On the other hand, if you don’t care enough and don’t have specific preferences, just adopt the EOS .pacnew as is.
Thank you. If I uncomment select servers in mirrorlist.pacnew, delete mirrorlist and then rename mirrorlist.pacnew to mirrorlist, will that also work? I’m asking because I remember reading older Wiki sections where it recommended moving uncommented servers to the top of the file, etc.
It should work (I’m assuming you are referencing the main/Arch mirrors, since EOS are already uncommented and only commented on the ranking for reference reasons), but I would never advise manual-editing unless it is for the purpose of hard-coding stable selections as described in my previous comment.
I was writting a lot, but instead…
KISS: Just run reflector is my advice.
P.S for future: The hooks suggestions from @BluishHumility are also a great idea, and you can obviously modify them to run reflector instead, if you prefer that.
I was under the impression that you needed to manually uncomment some servers because otherwise it would not check any and not be able to retrieve updates, or would check all of them and thus take a long time, or not prioritise the best ones.

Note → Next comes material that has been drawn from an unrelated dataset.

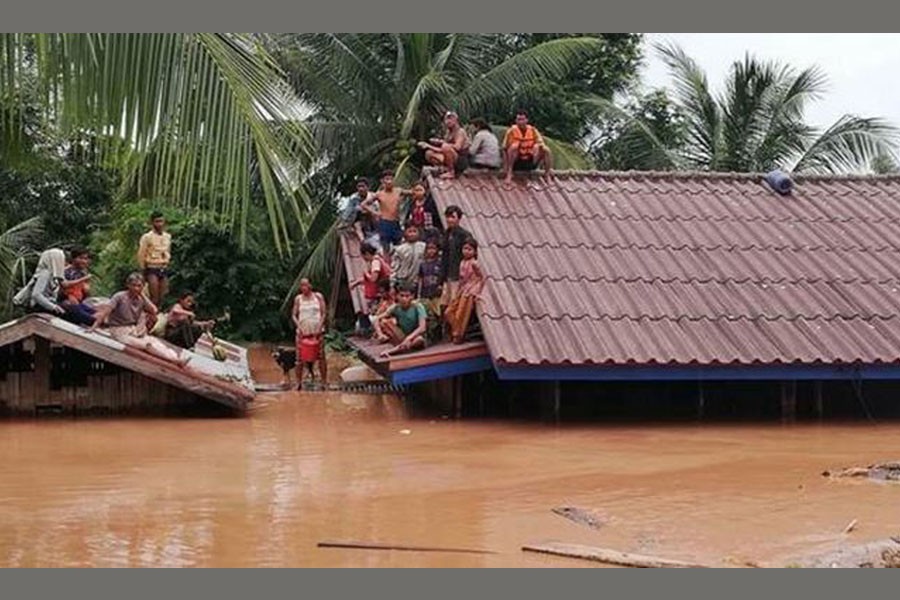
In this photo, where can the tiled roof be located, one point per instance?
(665, 268)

I assume that was wrong?
I appreciate all the replies, and will incorporate them into future practices.
You can uncomment them manually, but if you use a tool likerate-mirrors or reflector it takes care of that for you. The tool will figure out which are the best mirrors according to whatever logic is configured in the application, and then uncomment those mirrors (or list them at the top of the file uncommented). Usually you don’t need to go into the file and manually comment or uncomment things unless you are trying to troubleshoot or fix a specific issue.
That’s what I thought too, but given they are not uncommented in mirrorlist.pacnew, and I thought the .pacnew file would have something I would need, I thought I shouldn’t just remove it and rely on reflector-sorted mirrors in mirrorlist.

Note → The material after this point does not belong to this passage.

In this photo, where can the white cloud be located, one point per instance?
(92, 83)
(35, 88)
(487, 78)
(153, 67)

The mirrorlist package gets updated when there are changes to the mirrorlist. For example, new mirrors have been added, defunct mirrors have been removed, a URL has changed, etc. You don’t necessarily need to have the most recent changes in your file, but you are less likely to run into issues if your mirrorlist is current.
If you are not having issues with the mirrors you are using, you can copy the uncommented list of mirrors and paste it into the top of the pacnew file, then save that as /etc/pacman.d/mirrorlist and just keep using the same mirrors with an updated mirrorlist below (for in case you need to resort at some point).

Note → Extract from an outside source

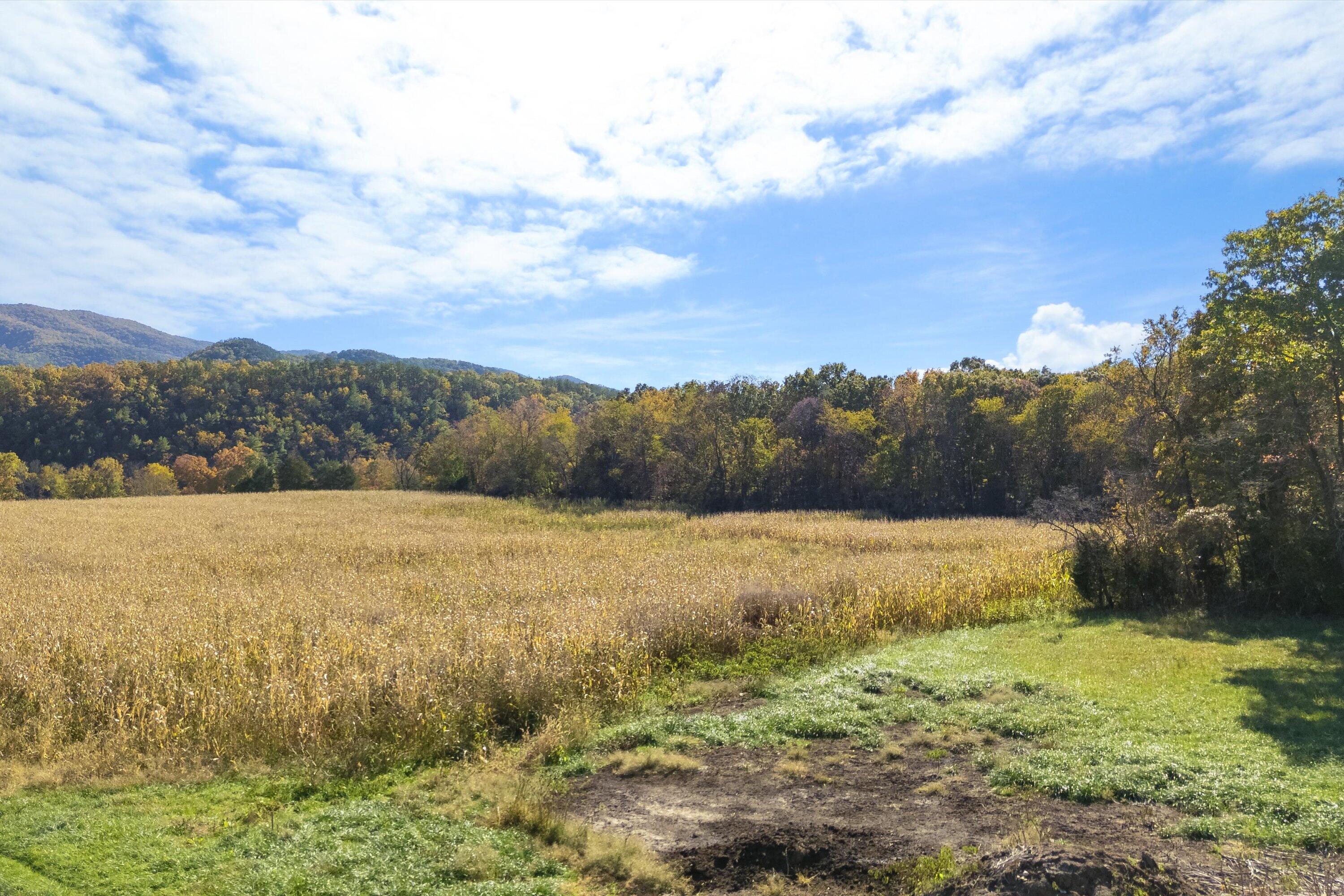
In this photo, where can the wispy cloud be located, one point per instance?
(190, 162)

Keep in mind that the reason a new mirrorlist was sent out from upstream is because it probably contains new mirrors and/or has removed non-functional mirrors.
I am sure you are right, I have not investigated it. I’m not sure why, but for some reason all this time I have had it in my mind that it uses /etc/pacman.d/mirrorlist to sort against.
Edit:
Yes, it looks like it fetches mirrors from the mirror status page like Reflector does.
skip ones, which haven’t completed syncing (--completion=1 option)
skip ones with delays-since-the-last-sync longer than 1 day (--max-delay option)
sort mirrors by “Arch Linux - Mirror Status” score - the lower the better (--sort-mirrors-by=score_asc option)
take the next country to explore (or --entry-country option, US by default – no need to change)
find neighbor countries --country-neighbors-per-country=3, using multiple strategies:
major internet hubs first ( first two jumps only )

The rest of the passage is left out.